Private markets reach a new high, McKinsey & Co
McKinsey private markets figure

As McKinsey reports, private market growth has been demonstrated by nearly 20 percent from 2020 to reach nearly $1.2 trillion; dealmakers deployed $3.5 trillion in 2021. PE continues to outpace both other alternative investments and public markets using several measures after the pandemic-driven lull in fundraising and dealmaking. They note in the report that VC fundraising has been particularly resilient during these times.

Put simply, a growing volume of private market deals and the choice of many firms to stay private instead of seeking to go public will drive interest in private equity offerings.

Technology-Enabled Change

The most pivotal element to investment-access democratization, I posit, is technological change.

Financial technology companies have been innovating in the ways that investors interface with venture capital funds, how VC funds interface with startups, in secondary markets, and everything in between. Dealroom has put together a rather comprehensive database of fintech startups that are leading democratization.

Crowdfunding has been a famous way that retail investors can gain access to private market offerings in recent years. Just the marketplaces of Seedrs and Assetz Capital alone have boasted fundraising totals of almost 100 million dollars, according to this Crunchbase report. These platforms have seen notable exits too, like Crunchbase and OpenSea.

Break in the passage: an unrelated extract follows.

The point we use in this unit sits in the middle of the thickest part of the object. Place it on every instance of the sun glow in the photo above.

Firms like Crowdcube Cubex and Forge Global have established secondary markets designed for retail investors, the latter of which has seen upwards of $10 billion in trading volume according to Dealroom research. Angel investing and SPV formation, too, have seen their own share of digitization and democratization, in firms like AngelList and a number of others.

Finally, some VC companies are creating end-to-end experiences designed directly for the retail investor, with online platforms and direct investment exposure into impactful venture funds. This technology puts together tax solutions, the nuance of cross-border investments, and the investment desires of individual investors into a fully integrated environment that maximizes the accessibility to the investor. We at VDK are highly interested in this technology.

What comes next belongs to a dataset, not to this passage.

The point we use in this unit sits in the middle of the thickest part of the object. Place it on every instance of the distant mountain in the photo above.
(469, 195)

What am I getting at here? There are technology-enabled companies littered around practically every niche in VC that are lowering the barrier to entry in some of the most historically exclusive investment segments. I’ve not even touched on what’s out there: there are companies assisting in venture fund selection, data verification, fundraising tools, tax solutions, blockchain digital securities, and so much more.

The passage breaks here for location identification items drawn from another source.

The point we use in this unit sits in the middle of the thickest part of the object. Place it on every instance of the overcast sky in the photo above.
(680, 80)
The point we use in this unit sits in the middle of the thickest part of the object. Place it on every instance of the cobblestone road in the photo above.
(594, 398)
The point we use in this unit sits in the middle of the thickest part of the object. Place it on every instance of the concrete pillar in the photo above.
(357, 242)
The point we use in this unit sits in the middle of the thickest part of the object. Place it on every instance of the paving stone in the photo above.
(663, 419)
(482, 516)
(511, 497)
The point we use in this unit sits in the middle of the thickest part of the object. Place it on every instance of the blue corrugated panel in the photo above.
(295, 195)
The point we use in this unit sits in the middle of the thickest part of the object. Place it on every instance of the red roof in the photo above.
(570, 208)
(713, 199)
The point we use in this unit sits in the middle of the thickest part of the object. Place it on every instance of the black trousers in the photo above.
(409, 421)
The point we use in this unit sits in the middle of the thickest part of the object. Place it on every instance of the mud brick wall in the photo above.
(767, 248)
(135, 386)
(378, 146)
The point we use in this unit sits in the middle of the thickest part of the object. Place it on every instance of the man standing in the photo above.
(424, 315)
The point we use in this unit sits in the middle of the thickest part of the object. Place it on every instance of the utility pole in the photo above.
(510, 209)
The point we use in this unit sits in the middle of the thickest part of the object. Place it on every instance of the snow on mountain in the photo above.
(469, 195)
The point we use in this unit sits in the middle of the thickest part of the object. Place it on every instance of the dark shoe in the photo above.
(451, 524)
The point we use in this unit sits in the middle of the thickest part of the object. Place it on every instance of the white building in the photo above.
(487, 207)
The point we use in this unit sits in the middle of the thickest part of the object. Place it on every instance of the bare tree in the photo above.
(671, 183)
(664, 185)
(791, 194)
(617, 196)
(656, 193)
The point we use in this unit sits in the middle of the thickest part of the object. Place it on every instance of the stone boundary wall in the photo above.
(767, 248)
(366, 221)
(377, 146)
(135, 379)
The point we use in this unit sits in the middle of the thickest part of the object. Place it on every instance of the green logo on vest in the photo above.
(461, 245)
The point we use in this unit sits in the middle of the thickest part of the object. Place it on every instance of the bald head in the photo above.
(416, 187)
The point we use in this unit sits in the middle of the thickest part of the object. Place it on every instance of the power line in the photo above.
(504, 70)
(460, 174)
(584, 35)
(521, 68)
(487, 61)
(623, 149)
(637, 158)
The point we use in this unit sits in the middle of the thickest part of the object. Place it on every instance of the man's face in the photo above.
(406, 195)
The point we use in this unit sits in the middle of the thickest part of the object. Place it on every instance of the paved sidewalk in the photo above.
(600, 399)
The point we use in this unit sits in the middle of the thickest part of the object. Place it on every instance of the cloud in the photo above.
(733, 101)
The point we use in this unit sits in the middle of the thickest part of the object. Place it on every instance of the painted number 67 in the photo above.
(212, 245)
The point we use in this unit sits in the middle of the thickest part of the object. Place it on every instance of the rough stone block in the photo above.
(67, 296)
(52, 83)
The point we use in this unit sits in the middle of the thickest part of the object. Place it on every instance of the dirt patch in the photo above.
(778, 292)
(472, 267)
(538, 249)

Earlier, I narrowed my focus of this piece to the democratization of access. I think for the argument I am conveying this is the right choice, but that increasing accessibility of VC has significant democratizing impacts downstream. The lower barrier to entry in fund management and SPV creation is directly contributing to progressively more types of people becoming fund managers and angels. Online marketplaces in every venture niche are allowing a wider array of investors (geographically, economically, and ethnically) to get started in investing in venture. In fact, I think that in some ways improving accessibility in venture has greater capability (if indirectly) for diversifying the types of people involved than other efforts designed with specific diversification goals. I am not arguing those efforts are ineffective or unnecessary, I believe the contrary; I just think attacking the problem upstream might just provide more bang-for-your-buck.

Conclusion

You may have read the first and second parts of this essay and been skeptical in identifying the connection, beyond being stories in VC. But I see them as intimately intertwined.

High-risk, high-reward investing is something that is so unique to human culture, emerging from whaling practice thousands of years ago. Now, in the 21st century, it’s simultaneously one of the most interesting and well-performing asset classes.

Furthermore, technology has always been an integral part of venture. Technology and technology-fueled startups are what led to the development of formal venture capital practices, and they’re what continue to transform it to this day.

I’m so excited to watch it continue to transform, and we hope you are too.